Kemudian terlihat sosok pria dewasa mengenakan setelan jas yang masuk ke dalam
mini market, sepertinya pria itu baru saja pulang dari kantornya “Tuh dia” ucap Kak
Eva.

Aku melangkah cepat ke pria itu. Belum pria itu menyapaku, aku langsung
melayangkan pukula ke pipi pria itu. Tentu saja pria itu ambruk dan terjatuh di lantai.
Sontak itu membuat Tian dan Kak Eva kaget.

“Risa! Kamu ngapain sih?!” ucap Tian.

“Aku berbohong kalau suka kopi hanya sekali dan hanya di depan 1 orang. Maaf bila
aku salah, suami Kak Eva, lebih tepatnya nama kamu Farrel kan?!”

Suami kak Eva selama ini adalah sosok Farrel yang kami cri-cari. Tetapi Farrel
dihadapan kami bukanlah Farrel yang seumuran dengan kami, melainkan Farrel yang
lebih dewasa dan menikah dengan Kak Eva.

“Ya, kau benar Risa” ucap Farrel sambil berdiri.


“Risa, Tian, akhirnya kita berkumpul lagi.

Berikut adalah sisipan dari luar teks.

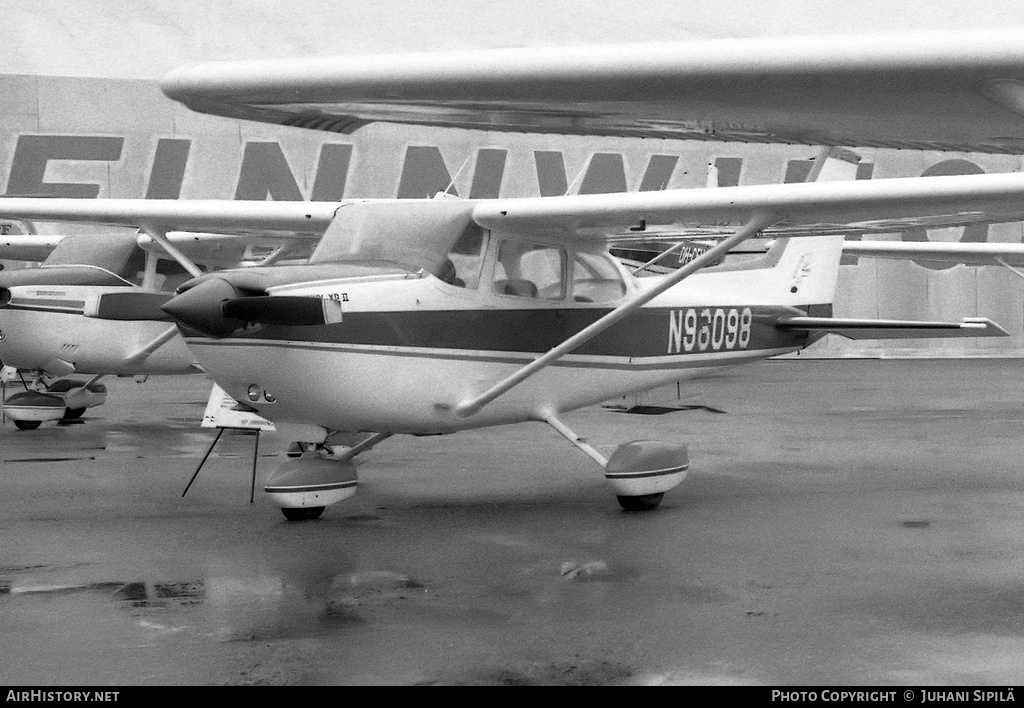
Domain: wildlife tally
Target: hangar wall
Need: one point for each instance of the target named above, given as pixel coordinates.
(122, 138)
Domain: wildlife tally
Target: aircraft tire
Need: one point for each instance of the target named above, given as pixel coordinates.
(644, 502)
(302, 513)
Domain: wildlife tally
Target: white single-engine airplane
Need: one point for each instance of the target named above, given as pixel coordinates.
(429, 317)
(92, 307)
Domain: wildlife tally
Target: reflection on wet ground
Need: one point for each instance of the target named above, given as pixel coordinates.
(832, 531)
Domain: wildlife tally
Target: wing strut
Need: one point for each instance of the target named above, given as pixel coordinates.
(758, 221)
(1010, 267)
(160, 340)
(160, 236)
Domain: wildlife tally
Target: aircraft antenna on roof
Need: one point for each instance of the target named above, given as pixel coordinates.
(576, 180)
(456, 176)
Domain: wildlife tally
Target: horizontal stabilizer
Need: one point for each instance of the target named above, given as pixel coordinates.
(893, 329)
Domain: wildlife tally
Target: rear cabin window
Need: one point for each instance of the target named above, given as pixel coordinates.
(595, 279)
(530, 271)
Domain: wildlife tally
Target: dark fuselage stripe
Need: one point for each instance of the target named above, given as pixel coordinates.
(646, 334)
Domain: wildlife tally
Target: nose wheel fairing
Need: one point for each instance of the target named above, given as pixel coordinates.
(311, 482)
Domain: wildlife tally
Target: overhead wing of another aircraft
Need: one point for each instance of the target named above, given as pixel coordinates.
(801, 209)
(951, 91)
(967, 253)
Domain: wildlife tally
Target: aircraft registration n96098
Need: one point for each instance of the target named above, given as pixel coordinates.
(434, 316)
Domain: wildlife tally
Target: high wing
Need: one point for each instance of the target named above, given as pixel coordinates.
(967, 253)
(219, 249)
(813, 206)
(219, 216)
(810, 208)
(952, 91)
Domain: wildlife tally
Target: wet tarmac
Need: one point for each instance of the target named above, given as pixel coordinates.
(844, 523)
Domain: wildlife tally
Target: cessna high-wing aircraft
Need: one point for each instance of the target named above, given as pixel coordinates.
(92, 307)
(428, 317)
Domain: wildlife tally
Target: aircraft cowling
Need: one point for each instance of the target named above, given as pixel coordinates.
(199, 307)
(217, 307)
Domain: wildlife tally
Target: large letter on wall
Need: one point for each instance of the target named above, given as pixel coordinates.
(34, 153)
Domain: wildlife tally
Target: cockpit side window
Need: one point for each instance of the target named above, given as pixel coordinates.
(534, 271)
(465, 260)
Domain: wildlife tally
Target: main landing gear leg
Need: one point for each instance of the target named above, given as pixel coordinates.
(639, 472)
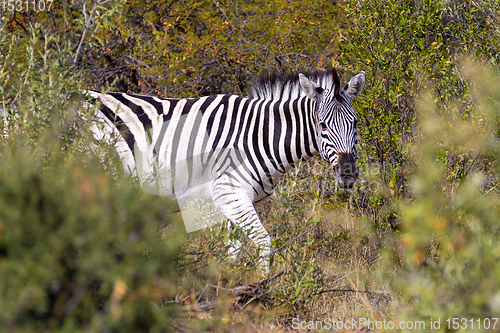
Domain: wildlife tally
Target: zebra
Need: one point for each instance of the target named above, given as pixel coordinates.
(238, 146)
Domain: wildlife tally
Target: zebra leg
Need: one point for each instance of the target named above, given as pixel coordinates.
(234, 243)
(242, 214)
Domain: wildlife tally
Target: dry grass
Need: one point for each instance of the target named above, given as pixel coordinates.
(325, 247)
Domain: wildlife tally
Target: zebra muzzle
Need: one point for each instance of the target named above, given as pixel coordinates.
(346, 170)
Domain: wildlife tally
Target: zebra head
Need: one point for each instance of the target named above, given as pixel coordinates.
(336, 126)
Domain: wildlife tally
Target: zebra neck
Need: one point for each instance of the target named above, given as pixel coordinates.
(293, 133)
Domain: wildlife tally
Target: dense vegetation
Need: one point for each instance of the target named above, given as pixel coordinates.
(83, 249)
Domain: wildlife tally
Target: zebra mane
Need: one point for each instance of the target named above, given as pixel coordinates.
(286, 86)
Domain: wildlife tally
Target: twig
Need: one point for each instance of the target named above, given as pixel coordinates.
(85, 31)
(272, 277)
(379, 292)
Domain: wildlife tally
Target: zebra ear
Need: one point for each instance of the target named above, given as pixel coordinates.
(311, 89)
(356, 84)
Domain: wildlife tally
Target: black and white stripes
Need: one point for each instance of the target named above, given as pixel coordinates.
(231, 149)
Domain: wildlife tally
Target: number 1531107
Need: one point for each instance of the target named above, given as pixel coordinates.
(21, 5)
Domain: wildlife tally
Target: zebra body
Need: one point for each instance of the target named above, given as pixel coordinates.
(231, 149)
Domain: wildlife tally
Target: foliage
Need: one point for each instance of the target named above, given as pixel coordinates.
(449, 251)
(82, 251)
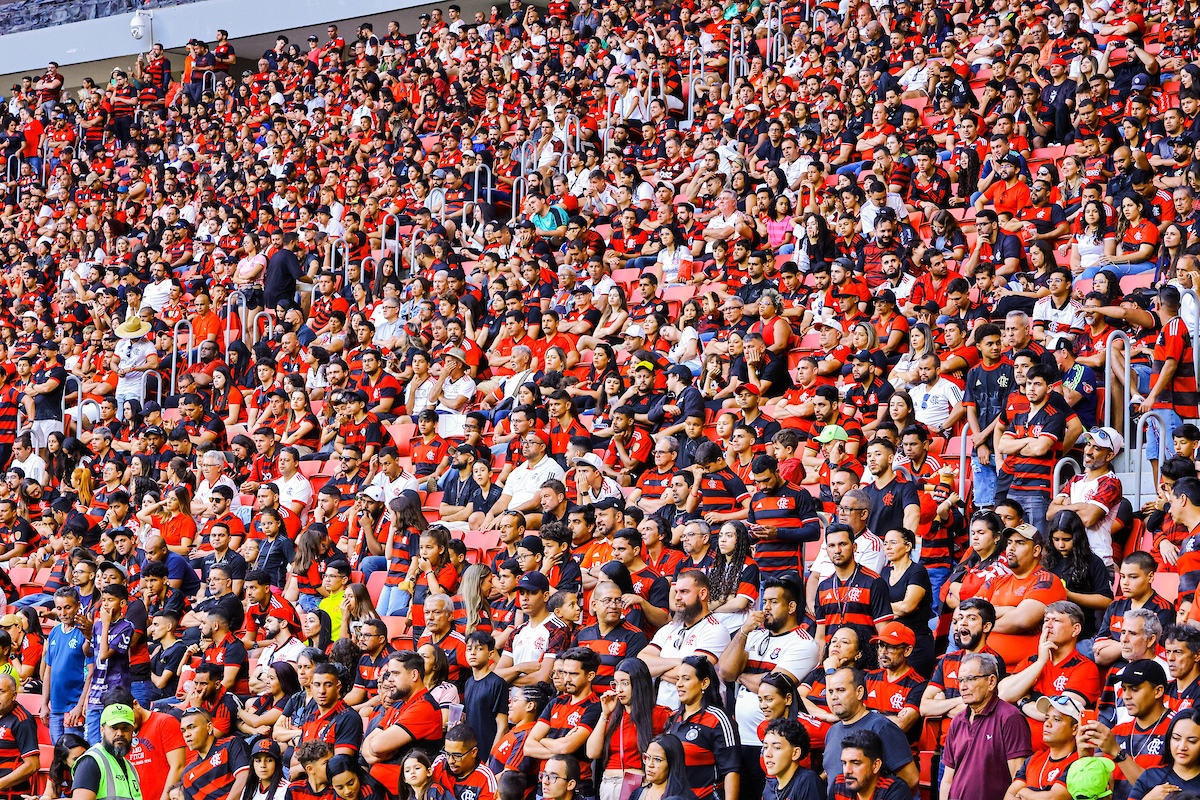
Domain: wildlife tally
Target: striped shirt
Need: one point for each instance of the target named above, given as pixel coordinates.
(1175, 342)
(792, 512)
(210, 776)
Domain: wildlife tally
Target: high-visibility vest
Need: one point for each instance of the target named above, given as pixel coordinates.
(119, 780)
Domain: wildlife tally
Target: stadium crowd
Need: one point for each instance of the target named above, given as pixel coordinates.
(639, 401)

Aku selalu mengingat kenangan saat kita
bersama…”
“Tetapi, aku sangat bahagia dengan keadaanku sekarang. Masa lalu seindah apapun,
itu hanyalah kenangan. Sekarang aku akan menentukan masa depanku sendiri.”
“Tapi aku akan mendukung kalian, jangan selalu melihat masa lalu, melangkah maju
ke depan. Kalian juga buatlah masa depan kalian sendiri…”
.
.
.
.
Misteri tentang hilangnya Farrel selesai. Selama ini Farrel berada di dekat kita,
bersama Kak Eva yang ia cintai. Mendengar nasihat Farrel dewasa membuatku
tersadar, jika aku memang terus melihat ke masa lalu.
“Aku benar-benar senang, saat bersama Tian dan Farrel. Karena sangat senang, jadi
aku tidak ingin membiarkannya tinggal kenangan”
“Tapi, harapan seperti apapun, ladang bunga ini, kita juga, sama sekali tidak berubah
sejak dulu”

Sekarang semuanya sudah berbeda, kami tidak bisa membuat masa depan kami
bertiga. Tapi sekarang, aku akan membuat masa depanku. Aku bertekad untuk tidak
sksn ke masa lalu atau pun masa depan lagi.
Sejak Farrel menghilang di hari itu, aku merasa hari-hari penuh senyuman ku
juga hilang, tapi sekarag aku merasa bahagia. Aku yakin aku bisa membuat masa
depan seperti yang aku inginkan, sesuai dengan keinginan kami.